やれやれ、芸術の秋なのに、「007」ぐらいしかないのか。ならばといつもより重たい腰を上げ、久しぶりに映画館へ。彼ほどハシゴする体力はないが、もう一本ないかと探したが、木村拓哉の「マスカレード・ナイト」くらいしか選択肢がない。都市ホテルのパーティーに紛れ込んだ殺人犯を捕まえる潜入捜査官がどうしたこうしたとか。何が悲しくてそんなたわいないおとぎ話につき合わなきゃならないのかとため息だけついて、仕方なくダニエル・ボンド引退作を見届けることに。
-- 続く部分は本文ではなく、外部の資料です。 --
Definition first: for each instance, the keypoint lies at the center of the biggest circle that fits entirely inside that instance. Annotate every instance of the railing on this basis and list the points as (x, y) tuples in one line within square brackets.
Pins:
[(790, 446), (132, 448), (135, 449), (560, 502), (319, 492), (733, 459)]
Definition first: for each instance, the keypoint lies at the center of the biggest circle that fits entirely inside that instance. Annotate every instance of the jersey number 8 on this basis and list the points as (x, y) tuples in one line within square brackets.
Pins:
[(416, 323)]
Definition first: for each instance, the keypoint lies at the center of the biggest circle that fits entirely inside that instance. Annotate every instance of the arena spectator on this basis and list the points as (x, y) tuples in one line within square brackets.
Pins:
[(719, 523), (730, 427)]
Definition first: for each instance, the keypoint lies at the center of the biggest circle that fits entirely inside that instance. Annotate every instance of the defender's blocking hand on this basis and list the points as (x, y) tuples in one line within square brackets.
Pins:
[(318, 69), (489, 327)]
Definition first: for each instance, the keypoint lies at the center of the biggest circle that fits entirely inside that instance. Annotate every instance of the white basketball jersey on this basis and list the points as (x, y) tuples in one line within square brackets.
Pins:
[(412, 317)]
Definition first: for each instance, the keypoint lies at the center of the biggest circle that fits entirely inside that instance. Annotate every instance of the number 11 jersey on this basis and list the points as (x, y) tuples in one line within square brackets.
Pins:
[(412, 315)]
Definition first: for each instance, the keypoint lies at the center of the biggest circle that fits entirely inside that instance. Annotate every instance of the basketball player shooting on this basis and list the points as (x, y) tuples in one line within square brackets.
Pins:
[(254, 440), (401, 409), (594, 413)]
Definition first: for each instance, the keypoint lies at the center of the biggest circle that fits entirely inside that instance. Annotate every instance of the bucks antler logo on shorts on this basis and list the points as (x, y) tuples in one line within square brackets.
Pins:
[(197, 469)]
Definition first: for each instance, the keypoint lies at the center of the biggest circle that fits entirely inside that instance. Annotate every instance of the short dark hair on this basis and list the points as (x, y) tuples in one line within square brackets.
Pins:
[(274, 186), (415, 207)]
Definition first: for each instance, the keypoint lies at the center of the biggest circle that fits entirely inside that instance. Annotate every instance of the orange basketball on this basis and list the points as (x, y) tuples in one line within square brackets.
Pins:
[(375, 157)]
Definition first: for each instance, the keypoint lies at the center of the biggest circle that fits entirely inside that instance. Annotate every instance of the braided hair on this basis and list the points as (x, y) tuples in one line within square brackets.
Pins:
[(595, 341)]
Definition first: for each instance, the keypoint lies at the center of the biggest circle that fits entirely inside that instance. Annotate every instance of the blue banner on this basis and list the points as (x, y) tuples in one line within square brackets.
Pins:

感想は、ひどく手抜きのスジ運びで、目まぐるしさに疲れただけだった。日本とロシアの間にある無人島(千島列島か?)の秘密基地で、身上不明な小悪党がマッド科学者に開発させた「触れたらすぐ死ぬ」ナノ細菌兵器とやらを世界にバラまかれないうちに(当たり前だが)ボンドが乗りこんで行く、1時間40分もあれば決着つきそうな話だった。米国人が見たら中国の武漢研究所のことかと疑うかもだが、こんな劇画に3億ドルもかけて世界中でその何倍も稼ぐアクロバットみたいな映画で、大衆は何を得るのかと改めて悩みながら外に出た。
ボンドも爆弾の犠牲になったようだ。若い女がかすれ声で歌う主題歌が「もう死ぬ間さえも残されていない」とこの世の不条理を嘆いとったよ。